“If people that live in the country would take a little pains, daily observations might be made with respect to animals, and particularly regarding their actions and economy, which are the life and soul of natural history”.

Gilbert White 12 May 1770

About GW300

2020 marks the three hundredth anniversary of the birth of the parson-naturalist Gilbert White (18 July 1720 – 26 June 1793), regarded as ‘the father of ecology’, or as Bill Oddie put it memorably, ‘the man who got us all birdwatching’. White’s careful recording of the natural history of Selborne inspired Charles Darwin and many others and directly influenced the growth and development of the natural sciences.

Gilbert White was a man who:

o Was the first to ‘observe nature narrowly’, and act on it, demonstrating that the individual could make a difference

o Influenced the thinkers and scientific innovators of his time and later

o Taught the importance of living in harmony with the natural world

“It is, I find, in zoology as it is in botany: all nature is so full, that that district produces the greatest variety which is the most examined.”
Gilbert White – Letter XX


Who was Gilbert White?

Gilbert White was born in Selborne and spent most of his life in the village, dying there in 1793. For over 40 years he ministered to the village – he recorded 313 people as living in the village in 1783. He adored Selborne and its people. “The parish of Selborne lies in the extreme eastern corner of the county of Hampshire, …near mid-way between the towns of Alton and Petersfield. The soils of this district are almost as various and diversified as the views and aspects. The high part of the south-west consists of a vast hill of chalk, rising three hundred feet above the village, and is divided into a sheep-down, the high wood and a long hanging wood, called The Hanger…. We abound with poor; many of whom are sober and industrious, and live comfortably in good stone or brick cottages, which are glazed, and have chambers above stairs: mud buildings we have none. Besides the employment from husbandry the men work in hop gardens, of which we have many; and fell and bark timber. The inhabitants enjoy a good share of health and longevity: and the parish swarms with children.”

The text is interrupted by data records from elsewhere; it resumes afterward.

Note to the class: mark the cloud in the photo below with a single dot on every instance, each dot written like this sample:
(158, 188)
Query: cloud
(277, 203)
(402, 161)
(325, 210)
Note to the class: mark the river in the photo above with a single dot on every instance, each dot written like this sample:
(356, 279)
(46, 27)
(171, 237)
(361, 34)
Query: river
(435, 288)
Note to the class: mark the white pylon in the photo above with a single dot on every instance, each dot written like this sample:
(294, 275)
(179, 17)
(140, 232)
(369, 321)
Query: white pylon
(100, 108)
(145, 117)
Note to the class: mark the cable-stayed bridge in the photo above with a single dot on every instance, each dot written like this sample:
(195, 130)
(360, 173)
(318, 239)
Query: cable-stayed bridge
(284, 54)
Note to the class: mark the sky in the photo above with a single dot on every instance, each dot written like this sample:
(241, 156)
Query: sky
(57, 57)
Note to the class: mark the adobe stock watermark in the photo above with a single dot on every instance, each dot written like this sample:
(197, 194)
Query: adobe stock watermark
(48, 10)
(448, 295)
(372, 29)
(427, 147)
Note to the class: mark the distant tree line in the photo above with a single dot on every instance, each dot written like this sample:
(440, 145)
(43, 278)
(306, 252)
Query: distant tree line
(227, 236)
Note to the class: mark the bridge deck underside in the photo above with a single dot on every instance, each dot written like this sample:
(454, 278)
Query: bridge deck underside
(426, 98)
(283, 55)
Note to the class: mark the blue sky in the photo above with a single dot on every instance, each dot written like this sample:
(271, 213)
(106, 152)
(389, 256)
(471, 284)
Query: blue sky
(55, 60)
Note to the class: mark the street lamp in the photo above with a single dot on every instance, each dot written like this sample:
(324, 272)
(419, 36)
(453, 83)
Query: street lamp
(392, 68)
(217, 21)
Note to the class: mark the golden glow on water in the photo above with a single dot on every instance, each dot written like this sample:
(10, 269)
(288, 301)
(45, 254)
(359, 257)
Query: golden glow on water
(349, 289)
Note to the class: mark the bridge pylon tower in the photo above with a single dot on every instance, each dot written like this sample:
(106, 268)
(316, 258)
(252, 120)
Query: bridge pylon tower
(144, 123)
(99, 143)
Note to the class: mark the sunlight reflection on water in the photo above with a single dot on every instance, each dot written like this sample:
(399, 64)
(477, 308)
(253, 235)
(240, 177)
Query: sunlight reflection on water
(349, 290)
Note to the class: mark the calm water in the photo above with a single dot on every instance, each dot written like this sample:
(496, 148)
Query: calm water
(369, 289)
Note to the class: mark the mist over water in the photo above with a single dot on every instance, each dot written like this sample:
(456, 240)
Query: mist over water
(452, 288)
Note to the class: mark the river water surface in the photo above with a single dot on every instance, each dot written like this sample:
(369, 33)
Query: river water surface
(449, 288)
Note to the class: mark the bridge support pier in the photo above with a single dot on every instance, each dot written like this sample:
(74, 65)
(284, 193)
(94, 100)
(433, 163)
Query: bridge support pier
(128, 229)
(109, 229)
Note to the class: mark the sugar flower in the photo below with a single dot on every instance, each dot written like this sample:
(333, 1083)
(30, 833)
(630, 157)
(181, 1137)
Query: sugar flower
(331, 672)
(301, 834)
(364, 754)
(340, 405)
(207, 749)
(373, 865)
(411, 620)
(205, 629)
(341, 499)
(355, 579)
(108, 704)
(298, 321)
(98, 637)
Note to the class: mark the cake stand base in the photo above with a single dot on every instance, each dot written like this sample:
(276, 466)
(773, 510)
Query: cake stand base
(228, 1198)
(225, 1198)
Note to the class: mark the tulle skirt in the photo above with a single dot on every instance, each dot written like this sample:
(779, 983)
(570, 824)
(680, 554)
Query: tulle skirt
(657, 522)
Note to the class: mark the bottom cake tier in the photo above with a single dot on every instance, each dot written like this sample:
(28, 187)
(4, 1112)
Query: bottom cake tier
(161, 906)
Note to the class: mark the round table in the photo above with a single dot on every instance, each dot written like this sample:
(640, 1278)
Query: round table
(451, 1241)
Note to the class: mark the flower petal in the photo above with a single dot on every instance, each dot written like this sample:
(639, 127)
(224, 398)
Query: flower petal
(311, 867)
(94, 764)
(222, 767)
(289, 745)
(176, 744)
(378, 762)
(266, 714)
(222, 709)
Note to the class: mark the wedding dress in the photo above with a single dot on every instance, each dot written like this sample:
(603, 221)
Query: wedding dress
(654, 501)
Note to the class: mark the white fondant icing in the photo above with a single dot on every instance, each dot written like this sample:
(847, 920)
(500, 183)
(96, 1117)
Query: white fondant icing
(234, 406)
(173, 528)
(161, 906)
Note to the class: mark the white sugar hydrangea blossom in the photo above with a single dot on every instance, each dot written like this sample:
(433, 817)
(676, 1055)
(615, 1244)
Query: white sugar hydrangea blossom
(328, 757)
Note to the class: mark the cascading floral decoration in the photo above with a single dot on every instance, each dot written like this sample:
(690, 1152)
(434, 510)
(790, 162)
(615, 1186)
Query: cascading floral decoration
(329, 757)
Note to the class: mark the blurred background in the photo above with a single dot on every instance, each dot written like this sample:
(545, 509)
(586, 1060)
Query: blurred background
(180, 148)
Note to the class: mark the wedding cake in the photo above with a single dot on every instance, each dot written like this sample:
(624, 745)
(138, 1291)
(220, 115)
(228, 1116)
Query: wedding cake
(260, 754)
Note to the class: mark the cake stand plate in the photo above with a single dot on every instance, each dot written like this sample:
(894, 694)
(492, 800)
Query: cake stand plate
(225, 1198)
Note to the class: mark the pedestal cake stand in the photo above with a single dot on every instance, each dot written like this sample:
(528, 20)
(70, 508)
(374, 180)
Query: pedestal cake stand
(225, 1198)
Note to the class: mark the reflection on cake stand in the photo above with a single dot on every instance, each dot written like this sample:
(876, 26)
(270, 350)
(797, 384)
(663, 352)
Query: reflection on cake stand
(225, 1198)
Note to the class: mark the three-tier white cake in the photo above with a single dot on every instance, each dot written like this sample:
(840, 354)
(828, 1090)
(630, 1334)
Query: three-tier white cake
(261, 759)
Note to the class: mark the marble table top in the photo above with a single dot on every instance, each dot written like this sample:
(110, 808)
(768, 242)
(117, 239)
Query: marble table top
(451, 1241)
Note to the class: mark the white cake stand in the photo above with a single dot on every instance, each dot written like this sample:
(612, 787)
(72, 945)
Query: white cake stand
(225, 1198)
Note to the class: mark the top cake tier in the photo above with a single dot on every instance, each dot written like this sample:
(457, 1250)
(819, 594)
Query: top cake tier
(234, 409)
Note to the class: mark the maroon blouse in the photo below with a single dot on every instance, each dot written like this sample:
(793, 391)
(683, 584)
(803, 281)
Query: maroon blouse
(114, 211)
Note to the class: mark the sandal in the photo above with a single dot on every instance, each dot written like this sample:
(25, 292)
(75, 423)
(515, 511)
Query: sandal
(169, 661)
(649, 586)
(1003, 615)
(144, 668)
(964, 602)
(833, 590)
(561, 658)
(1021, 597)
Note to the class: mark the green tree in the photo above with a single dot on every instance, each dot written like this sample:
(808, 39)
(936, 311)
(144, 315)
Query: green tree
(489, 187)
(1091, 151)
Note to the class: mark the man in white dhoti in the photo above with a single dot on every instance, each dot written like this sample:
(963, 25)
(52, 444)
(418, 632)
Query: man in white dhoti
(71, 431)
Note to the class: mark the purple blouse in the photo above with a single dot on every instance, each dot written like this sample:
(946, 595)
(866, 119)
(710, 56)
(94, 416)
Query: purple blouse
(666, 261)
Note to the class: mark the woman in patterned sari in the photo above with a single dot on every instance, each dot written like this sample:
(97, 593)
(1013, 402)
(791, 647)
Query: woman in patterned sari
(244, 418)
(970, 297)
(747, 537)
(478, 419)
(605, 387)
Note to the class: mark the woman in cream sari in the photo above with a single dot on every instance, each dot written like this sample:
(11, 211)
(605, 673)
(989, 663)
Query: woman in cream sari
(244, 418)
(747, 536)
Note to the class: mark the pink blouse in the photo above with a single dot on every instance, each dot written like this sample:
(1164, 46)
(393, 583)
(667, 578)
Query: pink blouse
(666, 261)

18th C Selborne – illustration by Hieronymous Grimm for The Natural History of Selborne

Gilbert White’s great book, The Natural History of Selborne, was published in 1789. Glowing reviews from contemporaries turned it into a best seller - “ A sagacity of observation runs through the work. Men of intelligence like him are wanted, to promote an intimacy between the library and the plough.”(The Gentleman’s Magazine, January 1789). “A more delightful, or more original work than Mr. White’s History of Selborne has seldom been published.” (The Topographer, April 1789.) “The Natural History of Selborne ought to have a place among the household books of every English family” (The Quarterly Review, January, 1828).

The Natural History of Selborne has gone through countless editions, in dozens of languages, and is now one the world’s most published and admired books.